The authors did not show the overall eGFR change after directly acting antivirals (DAAs) therapy. Rather, they observed an improvement of eGFR in patients with baseline eGFR ≤60 mL/min/1.73 m² but a decreased eGFR in patients with baseline eGFR >60 mL/min/1.73 m². This contradictory result was difficult to explain but have been reported in previous studies.^{4, 5} It should be noted that the MDRD equation may improperly judge a healthy subject with a high eGFR level.⁶ Moreover, a transient decrease in eGFR in patients with extremely high baseline levels shortly after DAA may not indicate deterioration of renal function. As eGFR declines with aging, age per se would be the confounder for the comparison of eGFR change. An ideal way is to compare the slope of coefficient difference of eGFR change between comparators.^{4, 7, 8} Recently, Liu et al. have shown a steeper slope of eGFR decline in patients who failed antiviral therapy compared with those who achieved a sustained virological response (SVR).⁹ Due to the lack of a control group (untreated or treatment failure patients) in the DAA era, another way is to observe the short-term dynamic change in eGFR immediately before and after DAA treatment as in this study. To elucidate the trend of eGFR change, using repeat measurement and multiple comparisons would be a better statistic⁴ than solely comparing the delta change of the parameter between two time points before and after DAA treatment.

Notably, using the binary categorization of renal function in the analysis may lead to misinterpretation. Actually, patients with lower baseline eGFR levels may have more room for renal function restoration after DAA treatment if patients were stratified by more subgroups based on their baseline renal function.⁴ We can imagine that with the increase in baseline eGFR, there would be a decrease in improvement of eGFR (delta change of eGFR) until a certain turning point where eGFR starts to decrease compared with the pretreatment status.

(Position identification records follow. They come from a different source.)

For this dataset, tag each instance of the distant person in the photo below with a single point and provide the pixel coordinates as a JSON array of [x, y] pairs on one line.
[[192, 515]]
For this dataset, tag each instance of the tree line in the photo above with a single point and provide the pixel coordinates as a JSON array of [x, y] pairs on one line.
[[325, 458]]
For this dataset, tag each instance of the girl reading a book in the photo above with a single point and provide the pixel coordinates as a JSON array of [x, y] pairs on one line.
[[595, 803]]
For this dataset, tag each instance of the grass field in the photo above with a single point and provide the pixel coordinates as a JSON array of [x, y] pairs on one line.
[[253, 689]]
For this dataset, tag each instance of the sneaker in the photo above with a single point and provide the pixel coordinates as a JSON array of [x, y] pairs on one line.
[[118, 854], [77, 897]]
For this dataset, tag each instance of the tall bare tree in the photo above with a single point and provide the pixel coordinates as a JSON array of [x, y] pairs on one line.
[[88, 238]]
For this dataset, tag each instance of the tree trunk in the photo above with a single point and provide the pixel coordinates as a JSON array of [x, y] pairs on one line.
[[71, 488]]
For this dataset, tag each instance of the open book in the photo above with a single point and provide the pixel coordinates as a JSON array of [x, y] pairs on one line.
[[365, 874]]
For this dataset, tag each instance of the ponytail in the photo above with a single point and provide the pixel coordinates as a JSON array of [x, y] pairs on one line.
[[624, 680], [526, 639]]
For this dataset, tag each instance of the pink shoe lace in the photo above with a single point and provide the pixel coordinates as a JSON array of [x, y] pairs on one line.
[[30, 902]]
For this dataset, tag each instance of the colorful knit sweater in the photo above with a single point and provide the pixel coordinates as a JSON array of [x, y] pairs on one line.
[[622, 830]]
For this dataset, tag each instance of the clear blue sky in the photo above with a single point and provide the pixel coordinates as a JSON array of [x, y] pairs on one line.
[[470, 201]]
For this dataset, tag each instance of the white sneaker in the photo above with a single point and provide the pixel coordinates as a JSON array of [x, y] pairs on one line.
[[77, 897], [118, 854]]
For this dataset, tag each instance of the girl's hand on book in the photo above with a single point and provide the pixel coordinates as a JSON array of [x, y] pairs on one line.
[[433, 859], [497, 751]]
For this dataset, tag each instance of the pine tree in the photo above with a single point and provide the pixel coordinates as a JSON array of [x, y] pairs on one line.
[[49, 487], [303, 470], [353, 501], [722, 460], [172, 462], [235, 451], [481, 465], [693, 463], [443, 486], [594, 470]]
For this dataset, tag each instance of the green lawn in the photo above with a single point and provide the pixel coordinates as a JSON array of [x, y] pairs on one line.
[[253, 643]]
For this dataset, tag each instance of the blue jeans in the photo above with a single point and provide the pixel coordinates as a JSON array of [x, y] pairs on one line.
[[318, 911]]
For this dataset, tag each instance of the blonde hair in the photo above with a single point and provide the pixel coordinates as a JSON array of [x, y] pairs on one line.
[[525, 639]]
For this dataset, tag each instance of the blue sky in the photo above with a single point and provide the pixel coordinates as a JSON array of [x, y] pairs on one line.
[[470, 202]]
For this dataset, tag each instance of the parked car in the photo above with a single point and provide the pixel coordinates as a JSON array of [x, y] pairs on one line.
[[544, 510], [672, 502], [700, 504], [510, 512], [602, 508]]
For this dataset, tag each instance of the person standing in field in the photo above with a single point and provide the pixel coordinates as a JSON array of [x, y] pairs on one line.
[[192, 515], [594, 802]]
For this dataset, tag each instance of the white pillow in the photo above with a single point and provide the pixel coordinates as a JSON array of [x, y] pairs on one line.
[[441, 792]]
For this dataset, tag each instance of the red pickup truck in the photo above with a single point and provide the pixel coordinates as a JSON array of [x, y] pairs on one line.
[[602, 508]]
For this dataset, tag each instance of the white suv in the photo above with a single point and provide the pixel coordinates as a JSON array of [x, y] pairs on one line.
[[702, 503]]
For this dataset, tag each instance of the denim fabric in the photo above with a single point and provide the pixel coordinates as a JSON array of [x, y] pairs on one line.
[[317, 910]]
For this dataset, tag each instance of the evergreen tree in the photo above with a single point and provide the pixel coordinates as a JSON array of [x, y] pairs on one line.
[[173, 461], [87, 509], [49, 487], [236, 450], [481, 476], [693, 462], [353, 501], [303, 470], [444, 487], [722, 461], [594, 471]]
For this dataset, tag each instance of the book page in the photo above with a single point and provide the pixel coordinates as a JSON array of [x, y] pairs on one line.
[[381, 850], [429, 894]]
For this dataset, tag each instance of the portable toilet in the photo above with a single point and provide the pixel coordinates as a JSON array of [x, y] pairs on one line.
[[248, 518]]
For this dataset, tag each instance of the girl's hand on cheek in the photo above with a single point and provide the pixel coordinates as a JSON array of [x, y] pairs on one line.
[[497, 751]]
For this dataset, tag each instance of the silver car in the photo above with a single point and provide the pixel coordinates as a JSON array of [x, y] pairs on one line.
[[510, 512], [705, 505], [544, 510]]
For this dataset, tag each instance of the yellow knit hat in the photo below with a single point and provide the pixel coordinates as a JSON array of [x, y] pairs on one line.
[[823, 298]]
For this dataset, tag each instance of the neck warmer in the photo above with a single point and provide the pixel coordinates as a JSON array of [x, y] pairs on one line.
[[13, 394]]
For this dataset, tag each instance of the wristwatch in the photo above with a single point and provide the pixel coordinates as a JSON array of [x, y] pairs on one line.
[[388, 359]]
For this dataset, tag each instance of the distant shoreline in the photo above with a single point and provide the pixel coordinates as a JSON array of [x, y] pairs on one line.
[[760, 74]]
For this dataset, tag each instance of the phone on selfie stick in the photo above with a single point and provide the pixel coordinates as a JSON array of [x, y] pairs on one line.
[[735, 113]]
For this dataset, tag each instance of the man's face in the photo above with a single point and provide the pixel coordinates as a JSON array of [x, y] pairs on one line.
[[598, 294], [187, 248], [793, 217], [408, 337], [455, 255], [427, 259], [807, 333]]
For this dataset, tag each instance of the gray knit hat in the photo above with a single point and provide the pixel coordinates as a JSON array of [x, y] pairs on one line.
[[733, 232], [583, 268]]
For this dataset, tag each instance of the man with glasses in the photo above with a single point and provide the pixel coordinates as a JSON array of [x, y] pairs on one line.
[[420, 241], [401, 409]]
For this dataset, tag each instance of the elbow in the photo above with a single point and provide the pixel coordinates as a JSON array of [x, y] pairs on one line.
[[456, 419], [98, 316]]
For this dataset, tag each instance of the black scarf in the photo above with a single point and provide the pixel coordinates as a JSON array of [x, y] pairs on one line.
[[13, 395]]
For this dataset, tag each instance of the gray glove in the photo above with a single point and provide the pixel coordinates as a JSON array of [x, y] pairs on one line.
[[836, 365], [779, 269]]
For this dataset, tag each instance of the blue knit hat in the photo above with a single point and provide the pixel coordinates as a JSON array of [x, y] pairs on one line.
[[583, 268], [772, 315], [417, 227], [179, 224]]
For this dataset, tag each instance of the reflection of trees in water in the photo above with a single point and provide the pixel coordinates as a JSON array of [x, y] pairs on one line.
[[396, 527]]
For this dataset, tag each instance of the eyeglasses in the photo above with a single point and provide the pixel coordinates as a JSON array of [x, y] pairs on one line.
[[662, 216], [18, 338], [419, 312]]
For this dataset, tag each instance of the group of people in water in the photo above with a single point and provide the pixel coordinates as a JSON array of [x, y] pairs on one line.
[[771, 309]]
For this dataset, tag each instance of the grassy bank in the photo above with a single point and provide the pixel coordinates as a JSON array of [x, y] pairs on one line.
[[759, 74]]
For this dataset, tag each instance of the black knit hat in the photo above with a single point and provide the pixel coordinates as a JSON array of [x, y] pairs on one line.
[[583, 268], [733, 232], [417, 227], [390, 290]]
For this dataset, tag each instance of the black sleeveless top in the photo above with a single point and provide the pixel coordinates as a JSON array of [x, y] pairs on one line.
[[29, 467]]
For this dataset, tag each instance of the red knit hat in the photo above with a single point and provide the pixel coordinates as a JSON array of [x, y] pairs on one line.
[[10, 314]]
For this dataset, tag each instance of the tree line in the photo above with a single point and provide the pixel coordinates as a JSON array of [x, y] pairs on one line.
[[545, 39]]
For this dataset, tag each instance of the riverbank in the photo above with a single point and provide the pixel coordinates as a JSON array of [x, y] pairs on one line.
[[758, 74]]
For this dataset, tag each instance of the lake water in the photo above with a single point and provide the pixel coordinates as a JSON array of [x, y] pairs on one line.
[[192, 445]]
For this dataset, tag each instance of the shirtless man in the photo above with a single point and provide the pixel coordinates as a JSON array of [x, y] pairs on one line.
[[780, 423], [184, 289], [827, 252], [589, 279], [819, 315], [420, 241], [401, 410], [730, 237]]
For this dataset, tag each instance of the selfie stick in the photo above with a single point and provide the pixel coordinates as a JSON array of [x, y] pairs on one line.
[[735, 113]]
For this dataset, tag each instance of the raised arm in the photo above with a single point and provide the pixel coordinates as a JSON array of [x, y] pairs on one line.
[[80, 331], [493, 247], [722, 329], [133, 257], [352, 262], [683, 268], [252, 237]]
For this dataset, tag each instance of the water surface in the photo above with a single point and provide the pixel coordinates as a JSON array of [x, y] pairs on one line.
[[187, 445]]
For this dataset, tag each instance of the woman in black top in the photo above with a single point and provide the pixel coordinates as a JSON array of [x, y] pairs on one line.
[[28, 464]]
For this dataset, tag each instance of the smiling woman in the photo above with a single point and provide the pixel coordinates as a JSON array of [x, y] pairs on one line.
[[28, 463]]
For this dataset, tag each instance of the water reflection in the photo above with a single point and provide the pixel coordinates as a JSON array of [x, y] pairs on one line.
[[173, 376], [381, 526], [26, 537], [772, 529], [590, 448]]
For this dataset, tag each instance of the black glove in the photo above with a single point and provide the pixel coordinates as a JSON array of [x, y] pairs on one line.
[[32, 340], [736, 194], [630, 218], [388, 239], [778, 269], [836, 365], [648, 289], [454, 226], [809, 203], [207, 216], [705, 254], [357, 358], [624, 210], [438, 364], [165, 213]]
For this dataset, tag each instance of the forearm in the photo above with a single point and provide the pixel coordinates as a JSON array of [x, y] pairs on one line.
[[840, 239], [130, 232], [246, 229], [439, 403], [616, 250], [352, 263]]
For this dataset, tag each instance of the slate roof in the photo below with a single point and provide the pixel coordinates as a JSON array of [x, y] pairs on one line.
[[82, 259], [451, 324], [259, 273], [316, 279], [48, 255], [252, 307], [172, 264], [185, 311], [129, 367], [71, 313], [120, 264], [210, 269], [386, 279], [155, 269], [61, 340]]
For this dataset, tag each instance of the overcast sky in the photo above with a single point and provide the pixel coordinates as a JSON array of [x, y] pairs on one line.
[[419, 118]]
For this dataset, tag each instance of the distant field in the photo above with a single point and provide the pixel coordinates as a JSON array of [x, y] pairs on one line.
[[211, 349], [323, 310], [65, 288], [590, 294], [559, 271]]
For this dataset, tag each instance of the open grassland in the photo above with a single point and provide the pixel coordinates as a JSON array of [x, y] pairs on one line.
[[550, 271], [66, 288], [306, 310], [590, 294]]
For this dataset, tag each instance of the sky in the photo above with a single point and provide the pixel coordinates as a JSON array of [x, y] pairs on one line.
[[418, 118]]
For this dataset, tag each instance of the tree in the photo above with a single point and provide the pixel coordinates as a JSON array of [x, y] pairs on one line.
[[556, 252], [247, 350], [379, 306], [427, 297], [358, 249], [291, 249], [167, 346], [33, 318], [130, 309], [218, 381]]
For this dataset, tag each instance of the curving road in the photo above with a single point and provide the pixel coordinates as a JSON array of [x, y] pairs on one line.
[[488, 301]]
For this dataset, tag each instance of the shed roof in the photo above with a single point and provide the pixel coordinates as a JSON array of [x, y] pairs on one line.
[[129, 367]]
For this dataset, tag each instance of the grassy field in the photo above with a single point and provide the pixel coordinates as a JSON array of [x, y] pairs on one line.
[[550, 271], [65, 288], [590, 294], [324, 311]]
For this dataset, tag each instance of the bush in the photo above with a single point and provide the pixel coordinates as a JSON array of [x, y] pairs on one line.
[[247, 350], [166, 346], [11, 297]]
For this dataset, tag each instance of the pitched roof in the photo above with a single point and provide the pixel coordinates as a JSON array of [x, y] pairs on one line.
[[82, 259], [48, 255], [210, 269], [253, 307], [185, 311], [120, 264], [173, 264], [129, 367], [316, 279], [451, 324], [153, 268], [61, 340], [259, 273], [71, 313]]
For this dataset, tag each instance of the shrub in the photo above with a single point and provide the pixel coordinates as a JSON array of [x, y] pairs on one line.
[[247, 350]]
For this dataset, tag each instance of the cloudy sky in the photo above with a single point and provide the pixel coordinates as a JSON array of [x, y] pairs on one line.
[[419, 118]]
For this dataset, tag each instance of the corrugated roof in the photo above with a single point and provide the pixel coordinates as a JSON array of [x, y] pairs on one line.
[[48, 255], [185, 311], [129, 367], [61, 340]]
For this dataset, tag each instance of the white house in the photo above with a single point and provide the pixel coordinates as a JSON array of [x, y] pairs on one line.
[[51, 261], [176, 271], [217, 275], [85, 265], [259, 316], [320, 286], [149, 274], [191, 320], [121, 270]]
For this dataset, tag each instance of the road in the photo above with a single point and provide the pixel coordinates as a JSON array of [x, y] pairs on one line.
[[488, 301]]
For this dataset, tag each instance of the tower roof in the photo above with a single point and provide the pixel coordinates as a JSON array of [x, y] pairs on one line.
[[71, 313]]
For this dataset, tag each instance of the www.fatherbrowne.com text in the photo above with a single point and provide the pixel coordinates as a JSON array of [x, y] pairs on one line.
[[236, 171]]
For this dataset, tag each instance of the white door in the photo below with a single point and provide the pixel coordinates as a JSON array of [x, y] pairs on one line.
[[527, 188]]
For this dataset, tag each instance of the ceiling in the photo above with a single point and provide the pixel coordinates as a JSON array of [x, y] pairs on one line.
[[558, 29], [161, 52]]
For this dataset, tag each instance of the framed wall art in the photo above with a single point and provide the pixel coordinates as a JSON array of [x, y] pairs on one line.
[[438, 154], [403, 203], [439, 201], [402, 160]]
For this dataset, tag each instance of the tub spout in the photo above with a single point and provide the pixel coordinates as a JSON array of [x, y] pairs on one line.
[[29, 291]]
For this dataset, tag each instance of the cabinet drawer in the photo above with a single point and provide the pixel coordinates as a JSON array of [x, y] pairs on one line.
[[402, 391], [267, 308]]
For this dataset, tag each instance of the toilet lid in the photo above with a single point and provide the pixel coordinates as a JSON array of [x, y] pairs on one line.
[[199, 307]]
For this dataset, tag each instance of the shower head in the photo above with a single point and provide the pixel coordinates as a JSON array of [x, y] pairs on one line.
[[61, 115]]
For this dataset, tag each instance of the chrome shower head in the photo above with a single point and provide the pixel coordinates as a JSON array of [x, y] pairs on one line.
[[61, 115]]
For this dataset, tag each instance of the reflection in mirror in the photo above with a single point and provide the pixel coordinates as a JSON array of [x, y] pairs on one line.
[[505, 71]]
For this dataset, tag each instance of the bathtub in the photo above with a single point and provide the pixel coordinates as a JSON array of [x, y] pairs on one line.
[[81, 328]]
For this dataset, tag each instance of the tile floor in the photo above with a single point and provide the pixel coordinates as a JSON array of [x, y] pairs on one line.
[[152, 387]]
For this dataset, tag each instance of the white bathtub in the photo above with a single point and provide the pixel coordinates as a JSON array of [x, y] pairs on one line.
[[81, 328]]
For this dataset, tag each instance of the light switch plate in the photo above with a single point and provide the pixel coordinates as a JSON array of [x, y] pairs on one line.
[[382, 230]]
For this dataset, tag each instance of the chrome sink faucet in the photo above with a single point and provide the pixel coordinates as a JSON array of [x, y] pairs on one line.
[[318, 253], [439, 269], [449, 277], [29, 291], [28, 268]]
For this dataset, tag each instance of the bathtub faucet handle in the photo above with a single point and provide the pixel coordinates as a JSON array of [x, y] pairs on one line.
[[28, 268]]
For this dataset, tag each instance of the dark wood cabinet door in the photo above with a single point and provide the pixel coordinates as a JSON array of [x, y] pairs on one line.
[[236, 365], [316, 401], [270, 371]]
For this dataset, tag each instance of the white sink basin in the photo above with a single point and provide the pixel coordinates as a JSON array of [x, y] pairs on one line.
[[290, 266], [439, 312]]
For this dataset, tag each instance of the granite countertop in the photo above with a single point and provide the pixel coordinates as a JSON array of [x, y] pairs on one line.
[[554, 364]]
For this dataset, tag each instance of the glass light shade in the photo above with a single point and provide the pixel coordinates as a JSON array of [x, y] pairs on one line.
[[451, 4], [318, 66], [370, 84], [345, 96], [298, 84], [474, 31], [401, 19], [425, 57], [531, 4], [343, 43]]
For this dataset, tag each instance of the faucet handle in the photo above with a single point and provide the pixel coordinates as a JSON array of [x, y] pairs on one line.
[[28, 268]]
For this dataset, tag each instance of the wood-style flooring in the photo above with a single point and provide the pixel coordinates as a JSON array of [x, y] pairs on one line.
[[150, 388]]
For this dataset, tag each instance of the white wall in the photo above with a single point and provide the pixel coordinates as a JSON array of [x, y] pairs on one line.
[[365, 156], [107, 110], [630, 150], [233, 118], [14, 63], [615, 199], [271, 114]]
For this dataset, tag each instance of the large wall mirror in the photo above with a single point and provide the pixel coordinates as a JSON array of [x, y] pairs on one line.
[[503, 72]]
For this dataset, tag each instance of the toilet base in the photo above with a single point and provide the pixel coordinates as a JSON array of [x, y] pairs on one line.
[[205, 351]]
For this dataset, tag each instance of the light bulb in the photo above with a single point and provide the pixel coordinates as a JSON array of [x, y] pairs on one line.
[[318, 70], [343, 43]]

It is suggested that HCV eradication may slow down the speed of renal function decline.⁷ More importantly, we would like to see whether HCV eradication reduces the risk of ESRD. A study that included 1987 patients receiving both interferon-based and DAA regimens has shown that the incidence of ESRD in patients who achieved SVR was 0.06 per 100 person-years compared with that of 0.37 per 100 person-years in non-SVR patients. The achievement of SVR significantly reduces 76% of the risk of ESRD.⁹ Nevertheless, another larger nationwide cohort including 12 696 CHC patients receiving interferon-based therapy (T-COACH) in Taiwan did not observe a decrease in the incidence of ESRD in SVR patients compared with non-SVR ones after a longer and greater person-years follow-up.¹⁰ The index event, ESRD, in both studies was rare. The discrepant results between the two studies may in part due to the different patient characteristics. In conclusion, the benefit of achieving SVR in preserving renal function comes from the direct removal of the immune complex. Indirectly, the improvement of glycemic control in diabetic patients, reversal of atherosclerosis, and immune-medicated inflammation may also play a role in renal protection after HCV eradication. In the current DAA era, patients being allocated to treatment may possess more complex comorbidities including more risk factors and confounders for renal function deterioration. The net benefit of HCV eradication by DAAs in reducing ESRD opens the window for further exploration.

The authors delcaim no conflicts of interest.